More accurately described as a syndrome, navicular disease is a form of lameness which is caused by degeneration of the navicular bone in the heel and occasionally by inflammation in this area. Also known as "palmar foot pain", the condition usually affects horses over 7 years of age. An MRI scan can confirm the presence of the condition.
How to Recognise Navicular Disease
The condition will normally affect both of your horse's front hooves but one foot is often worse than the other. This means that your horse may initially seem to be lame on one leg. You might notice that he lands on the toe of the hoof first to avoid experiencing pain in the heel. Exercise exacerbates the condition and rest improves it. If you spot these symptoms and feel that your horse may be suffering from navicular disease, consult your vet at the earliest opportunity.
Your vet will perform flexion tests and may nerve block the area to see if this reduces your horse's lameness. An X-ray or MRI scan of the heel area will confirm the diagnosis. The vet might look for lesions within the navicular bone, degeneration of the surface of the bone and calcification of the ligaments associated with the bone.

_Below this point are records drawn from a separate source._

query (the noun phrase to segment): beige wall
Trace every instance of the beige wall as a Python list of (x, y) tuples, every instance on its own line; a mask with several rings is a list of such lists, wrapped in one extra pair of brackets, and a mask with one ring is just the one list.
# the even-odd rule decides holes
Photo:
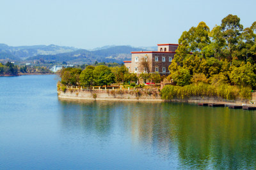
[[(135, 61), (135, 57), (138, 57), (138, 61)], [(130, 67), (131, 73), (144, 73), (144, 68), (141, 66), (141, 61), (145, 60), (145, 57), (147, 57), (149, 64), (150, 73), (156, 73), (156, 67), (158, 67), (158, 72), (162, 74), (169, 74), (168, 67), (172, 62), (169, 62), (169, 57), (174, 58), (174, 54), (166, 53), (132, 53), (132, 62)], [(155, 60), (155, 57), (158, 57), (158, 61)], [(165, 62), (163, 62), (163, 57), (165, 57)], [(135, 72), (135, 67), (138, 67), (138, 71)], [(163, 72), (163, 67), (165, 67), (166, 72)]]

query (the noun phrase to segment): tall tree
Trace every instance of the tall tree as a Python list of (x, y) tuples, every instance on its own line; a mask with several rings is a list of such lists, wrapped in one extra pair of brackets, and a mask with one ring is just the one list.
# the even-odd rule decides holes
[(235, 52), (243, 26), (237, 15), (230, 14), (221, 20), (221, 36), (225, 39), (223, 53), (232, 64), (232, 60), (236, 57)]
[(79, 76), (79, 81), (82, 86), (90, 87), (93, 83), (93, 70), (87, 68), (83, 70)]

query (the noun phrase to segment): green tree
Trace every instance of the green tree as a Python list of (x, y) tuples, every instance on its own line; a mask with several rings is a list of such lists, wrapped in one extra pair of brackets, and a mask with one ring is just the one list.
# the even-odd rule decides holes
[(108, 86), (115, 82), (115, 75), (106, 66), (98, 66), (93, 70), (94, 81), (96, 84)]
[(237, 15), (228, 15), (221, 20), (222, 38), (225, 39), (223, 53), (231, 62), (235, 57), (236, 50), (243, 26)]
[(160, 83), (162, 80), (161, 75), (158, 73), (152, 73), (150, 74), (150, 80), (155, 83)]
[(170, 77), (179, 86), (184, 86), (191, 83), (191, 76), (189, 71), (186, 69), (180, 68), (170, 74)]
[(125, 66), (122, 66), (118, 67), (116, 75), (116, 82), (124, 82), (124, 75), (128, 73), (128, 70)]
[(61, 83), (63, 85), (68, 85), (70, 81), (70, 78), (71, 78), (71, 74), (69, 71), (65, 71), (62, 73), (61, 76)]
[(136, 82), (138, 76), (136, 73), (126, 73), (124, 76), (125, 83)]
[(93, 70), (95, 68), (95, 67), (93, 66), (86, 66), (86, 67), (85, 69), (91, 69), (92, 70)]
[(86, 68), (82, 71), (79, 76), (80, 84), (82, 86), (89, 87), (93, 83), (93, 70)]
[(243, 87), (253, 87), (256, 85), (256, 74), (254, 73), (255, 68), (250, 62), (242, 62), (240, 67), (232, 66), (230, 74), (230, 80), (235, 85)]
[(141, 73), (139, 76), (140, 78), (141, 78), (145, 83), (147, 83), (147, 80), (150, 78), (150, 74), (149, 73)]

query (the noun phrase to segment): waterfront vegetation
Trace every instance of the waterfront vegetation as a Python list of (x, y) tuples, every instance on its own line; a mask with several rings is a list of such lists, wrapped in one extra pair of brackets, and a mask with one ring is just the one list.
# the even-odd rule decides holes
[(163, 80), (159, 73), (143, 73), (138, 76), (129, 73), (124, 66), (120, 67), (108, 67), (104, 65), (97, 66), (88, 66), (82, 71), (79, 68), (65, 68), (60, 73), (61, 83), (63, 85), (75, 85), (90, 87), (91, 86), (106, 86), (116, 83), (125, 87), (143, 87), (143, 83), (136, 85), (137, 81), (141, 82), (150, 81), (159, 83)]
[[(179, 43), (166, 79), (175, 85), (163, 89), (163, 99), (195, 96), (252, 99), (252, 90), (256, 87), (256, 22), (243, 29), (237, 16), (228, 15), (211, 31), (201, 22), (183, 32)], [(124, 66), (109, 66), (96, 63), (83, 71), (63, 69), (61, 83), (88, 87), (117, 83), (143, 88), (145, 82), (159, 83), (164, 78), (158, 73), (129, 73)]]
[(251, 99), (256, 86), (256, 22), (243, 29), (228, 15), (212, 31), (204, 22), (183, 32), (171, 65), (177, 86), (166, 86), (162, 97), (219, 97)]

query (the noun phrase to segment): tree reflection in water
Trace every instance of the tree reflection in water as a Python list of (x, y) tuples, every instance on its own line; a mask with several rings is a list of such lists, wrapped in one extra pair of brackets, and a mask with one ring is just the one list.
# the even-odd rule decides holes
[(65, 131), (113, 134), (180, 168), (256, 167), (255, 111), (171, 103), (60, 101)]

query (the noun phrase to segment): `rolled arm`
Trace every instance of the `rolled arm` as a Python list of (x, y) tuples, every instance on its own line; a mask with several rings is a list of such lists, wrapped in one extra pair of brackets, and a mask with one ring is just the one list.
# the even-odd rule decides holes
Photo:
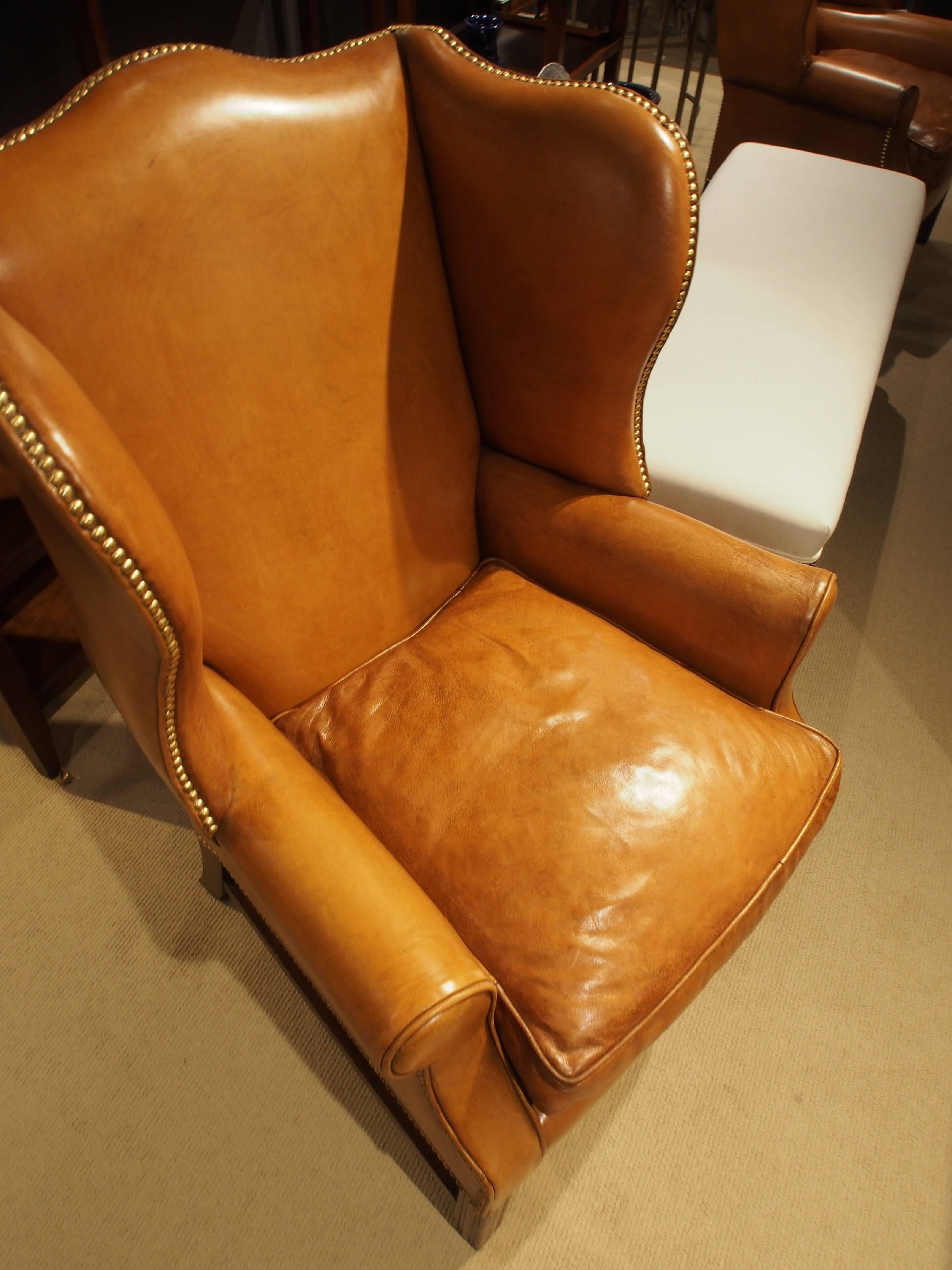
[(385, 1076), (484, 1029), (495, 980), (334, 787), (206, 671), (231, 757), (216, 852)]
[(911, 121), (919, 89), (864, 67), (862, 60), (847, 50), (842, 55), (814, 57), (801, 81), (800, 97), (811, 105), (895, 128)]
[(859, 48), (925, 71), (952, 75), (952, 22), (947, 18), (896, 10), (856, 13), (820, 5), (816, 42), (820, 51)]
[(833, 605), (831, 573), (490, 450), (477, 514), (485, 555), (753, 705), (797, 718), (791, 681)]

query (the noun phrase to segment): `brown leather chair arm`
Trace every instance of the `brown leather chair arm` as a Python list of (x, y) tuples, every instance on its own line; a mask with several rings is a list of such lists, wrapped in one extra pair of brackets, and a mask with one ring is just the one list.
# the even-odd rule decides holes
[(909, 66), (952, 75), (952, 22), (924, 13), (856, 13), (820, 5), (816, 39), (829, 48), (859, 48)]
[(206, 671), (234, 796), (216, 852), (385, 1076), (485, 1029), (495, 980), (325, 777)]
[(790, 686), (833, 605), (831, 573), (490, 450), (476, 499), (485, 555), (754, 705), (797, 718)]
[(838, 114), (894, 128), (911, 121), (919, 89), (886, 79), (857, 58), (847, 61), (845, 56), (820, 53), (803, 75), (800, 98)]

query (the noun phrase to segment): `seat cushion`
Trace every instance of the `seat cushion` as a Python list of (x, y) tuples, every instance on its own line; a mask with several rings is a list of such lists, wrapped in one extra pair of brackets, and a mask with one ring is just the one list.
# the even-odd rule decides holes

The Causes of the Condition
It is thought that stress to the bone usually causes the condition. It is competition horses that tend to suffer from navicular disease. An injury to the bone's supporting tissue or problems with the bone itself can cause the lameness. All breeds are known to suffer from this condition but it is most prevalent in quarter horses, thoroughbreds and warmbloods. Horses with underrun heels, sheared heels, contracted heel, mismatched hoof angles and abnormally small feet are also prone to the condition.
Navicular disease is a chronic condition from which few horses make a full recovery. It is a case of managing the condition rather than treating it. You will probably need to experiment with a variety of options to address the lameness in order to see which offers the most benefits for your horse. Therapeutic shoeing can help but sometimes removing the shoes altogether is a more effective approach. Therapeutic shoeing will lift and support the heel whilst removing the shoes may improve blood flow to the affected area. Anti-inflammatory drugs will probably also be an element of the treatment regime. You will need to reduce your horse's workload if the pain persists and consider the option of surgery. This involves a procedure called "nerving". The palmer nerves are severed so that your horse loses sensation in his heel. Surgery should clearly be a last resort and isn't without its risk.